Here’s Proof That Trading With Beijing Is Screwing American Workers

Here’s Proof That Trading With Beijing Is Screwing American Workers

Many Americans already believe, intuitively, that cheap imports from China threaten manufacturing jobs in the United States. But while there’s plenty of anecdotal evidence to support this — stories of factories closing and companies relocating — economists and policymakers have always asserted that the benefits of increased trade outweigh the initial costs.

Now, a study by the National Bureau of Economic Research proves that increased trade with China has more significant long-term effects on blue-collar workers than previously thought. The impact has been particularly profound because China’s dramatic export growth has outpaced U.S. firms’ ability to adjust.

The study, by economists David AutorDavid DornGordon Hanson, and Jae Song, looked at the impacts of increasing trade with China on the employment and earnings of nearly 900,000 American workers between 1991 and 2007. During that period, China’s share of world manufacturing exports grew considerably, from just two percent in 1990 to 12 percent in 2007 and 16 percent in 2011. Meanwhile, the number of US factory workers fell by nearly 10 percent between 1991 and 2001, and by another 16 percent in the subsequent years.  


Workers across skill and seniority levels were affected by exposure to trade with China, though lower-wage workers bore the brunt — particularly if they had less overall experience and were employed with larger firms.

Workers with the highest industry trade exposure — such as those working in toys or apparel — were far more likely to leave their employer, either voluntarily before layoffs or as part of mass layoffs. They were also more likely to exit their industry than those with less exposure. The researchers argue that this indicates “workers possess job or industry-specific skills that they can no longer gainfully employ once they leave the initial firm or industry.”

One of the study’s most interesting findings is that women were disproportionately harmed by trade shocks than men, largely because women comprise a higher proportion of low-wage workers. While the men, who tended to by higher-wage and longer-tenured workers, were also impacted by trade exposure, they were more able to mitigate their losses by changing jobs before mass layoffs occurred. High trade exposure also correlated with a greater reliance on unemployment and disability benefits among manufacturing workers.

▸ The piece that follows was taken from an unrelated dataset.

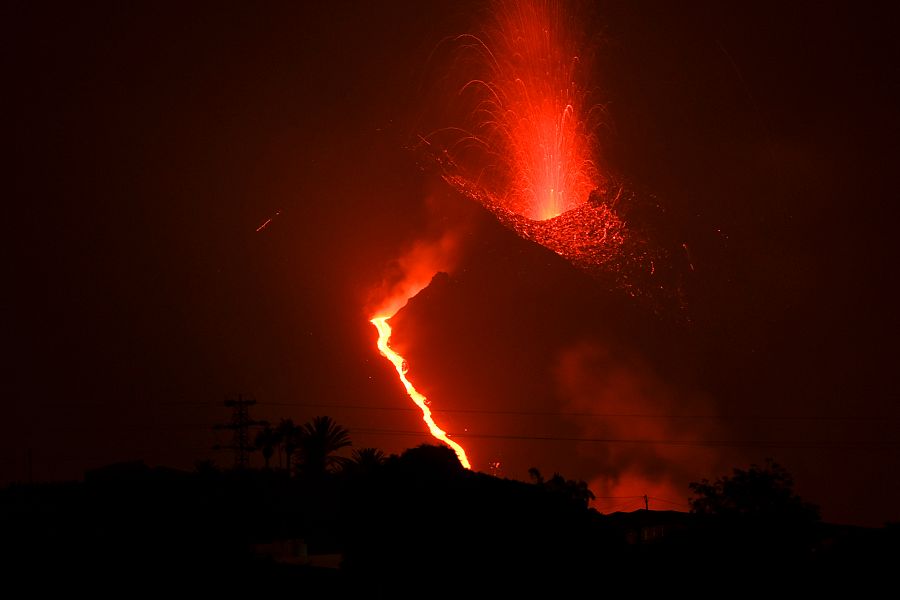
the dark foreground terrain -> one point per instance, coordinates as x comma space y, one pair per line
418, 525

Of course, trade with China isn’t the only issue the American worker faces. But the provocative study joins a growing body of research focused on the domestic impacts of China’s meteoric rise as a world exporter of manufactured products. While this particular study suggests that U.S. manufacturing firms aren’t able to cope with China’s rapid export growth – potential leading to more profound effects on employment and wages, others are looking at the role of policy on this phenomenon. A Yale study from earlier this year linked the sharp decline in U.S. manufacturing jobs after 2001 to a significant shift in U.S. trade policy with China the year before.